Prediction of survival with fluorine-18-fluoro-deoxyglucose and PET in head and neck cancer.
J Nucl Med 1997;
38:1907-11. [PMID:
9430467]
[Citation(s) in RCA: 0] [Impact Index Per Article: 0] [Reference Citation Analysis] [Abstract] [MESH Headings] [Journal Information] [Subscribe] [Scholar Register] [Indexed: 02/05/2023] Open
Abstract
UNLABELLED
The aim of this prospective study was to investigate if high uptake of 18F-fluoro-2-deoxy-D-glucose (FDG) is associated with aggressiveness in head and neck cancer and low probability of survival.
METHODS
Thirty-seven patients with squamous-cell carcinoma of the head and neck underwent FDG-PET in the fasting state before cancer treatment. FDG uptake in primary tumor was quantitated as the standardized uptake value of FDG normalized to the predicted lean body mass (SUVlean, n = 37) and as the graphically determined metabolic rate for FDG (rMR[FDG], n = 34). Paraffin-embedded tumor samples were used for histologic evaluation, and expression of cytokeratin and Ki-67 antigen were assessed by immunohistochemistry.
RESULTS
Interobserver agreement for the determination of quantitative uptake of FDG in tumors was excellent (r2 = 0.996, p < 0.00001), and all 37 primary tumors were visualized. A high uptake of FDG as assessed by SUVlean was associated with a higher than the median mitotic count (p = 0.01), absence of keratinization (p = 0.03), low or moderate histological grade of differentiation (p = 0.046) and advanced stage (p = 0.03), but not with Ki-67 expression (p = 0.11).
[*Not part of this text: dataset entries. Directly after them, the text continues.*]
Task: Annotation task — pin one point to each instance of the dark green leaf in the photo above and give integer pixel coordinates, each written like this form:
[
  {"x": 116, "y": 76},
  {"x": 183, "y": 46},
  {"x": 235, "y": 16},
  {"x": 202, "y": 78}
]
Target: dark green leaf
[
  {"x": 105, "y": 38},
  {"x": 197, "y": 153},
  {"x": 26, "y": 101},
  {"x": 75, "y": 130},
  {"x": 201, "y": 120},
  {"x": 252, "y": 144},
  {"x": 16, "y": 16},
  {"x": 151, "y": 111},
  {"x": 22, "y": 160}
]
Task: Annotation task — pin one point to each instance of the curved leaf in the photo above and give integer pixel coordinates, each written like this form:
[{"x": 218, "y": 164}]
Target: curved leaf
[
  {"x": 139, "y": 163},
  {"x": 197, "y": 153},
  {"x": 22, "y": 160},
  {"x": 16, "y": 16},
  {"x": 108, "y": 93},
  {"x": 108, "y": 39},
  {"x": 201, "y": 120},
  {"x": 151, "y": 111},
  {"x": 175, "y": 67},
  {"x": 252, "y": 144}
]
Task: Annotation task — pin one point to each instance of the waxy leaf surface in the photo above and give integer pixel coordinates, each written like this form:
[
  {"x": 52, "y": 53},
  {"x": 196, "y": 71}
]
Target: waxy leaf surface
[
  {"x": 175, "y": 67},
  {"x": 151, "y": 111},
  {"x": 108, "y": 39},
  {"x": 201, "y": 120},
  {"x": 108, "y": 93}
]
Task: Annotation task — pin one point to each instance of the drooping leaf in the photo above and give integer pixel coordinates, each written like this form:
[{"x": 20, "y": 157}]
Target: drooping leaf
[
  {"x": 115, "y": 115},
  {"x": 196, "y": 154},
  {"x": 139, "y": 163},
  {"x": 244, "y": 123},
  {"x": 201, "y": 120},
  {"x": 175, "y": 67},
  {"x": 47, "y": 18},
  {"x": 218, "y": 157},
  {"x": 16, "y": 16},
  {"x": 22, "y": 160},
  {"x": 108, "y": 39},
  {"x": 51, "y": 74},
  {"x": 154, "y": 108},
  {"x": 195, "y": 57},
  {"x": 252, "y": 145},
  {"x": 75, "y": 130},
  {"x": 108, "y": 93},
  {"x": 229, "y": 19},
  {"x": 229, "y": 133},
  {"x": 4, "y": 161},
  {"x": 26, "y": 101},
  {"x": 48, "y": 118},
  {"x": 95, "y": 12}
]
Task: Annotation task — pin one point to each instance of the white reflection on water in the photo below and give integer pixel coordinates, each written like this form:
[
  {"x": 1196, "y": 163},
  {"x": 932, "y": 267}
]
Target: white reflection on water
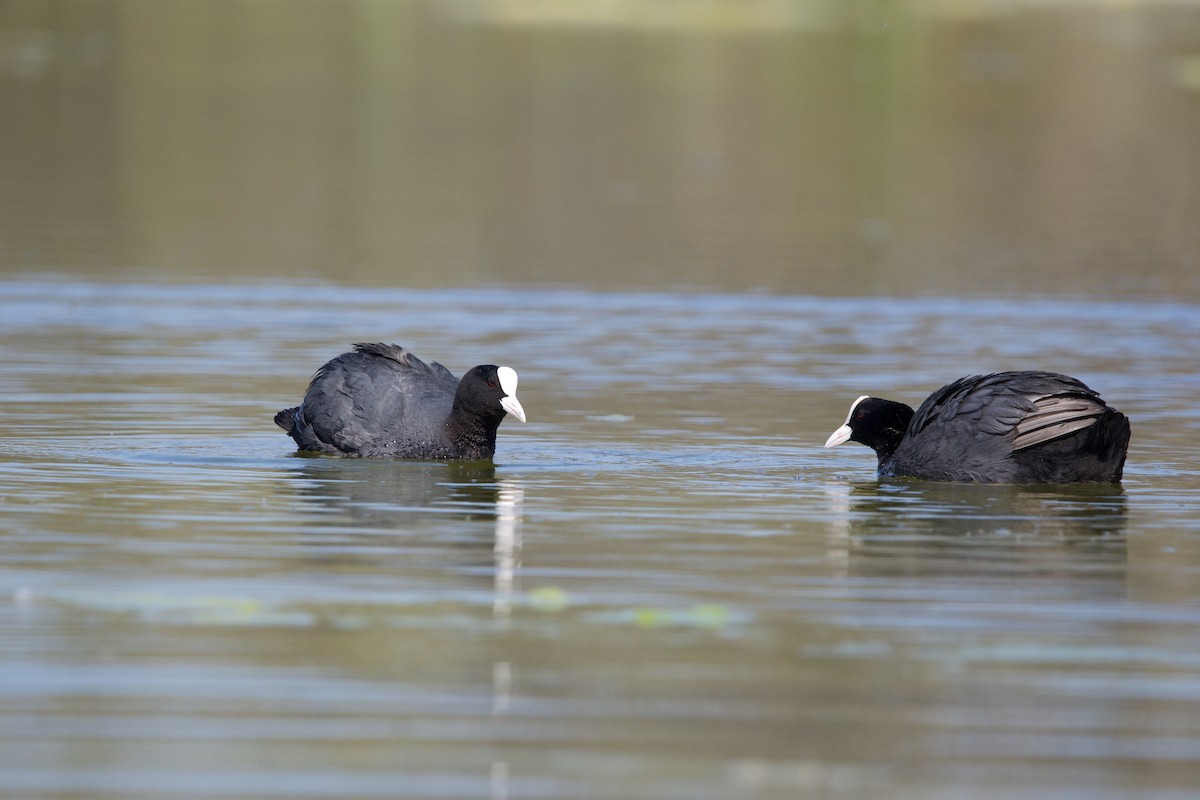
[{"x": 664, "y": 587}]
The overall survival of patients with a SUVlean lower than or equal to the median value (9.0) was clearly better in univariate analysis than that of patients with a SUVlean higher than the median (3-yr survival 73% versus 22%, relative risk of death (RR) 4.2, 1.6-11.0). However, in a multivariate analysis the only independent predictors of survival were the mitotic count (RR 4.0, 1.4-11.7) and stage (3.8, 1.2-12.2).
CONCLUSION
High uptake of FDG in untreated head and neck cancer is associated with advanced disease, and may portend poor survival. Aggressive treatment approaches should be considered for patients presenting with a tumor with high uptake of FDG.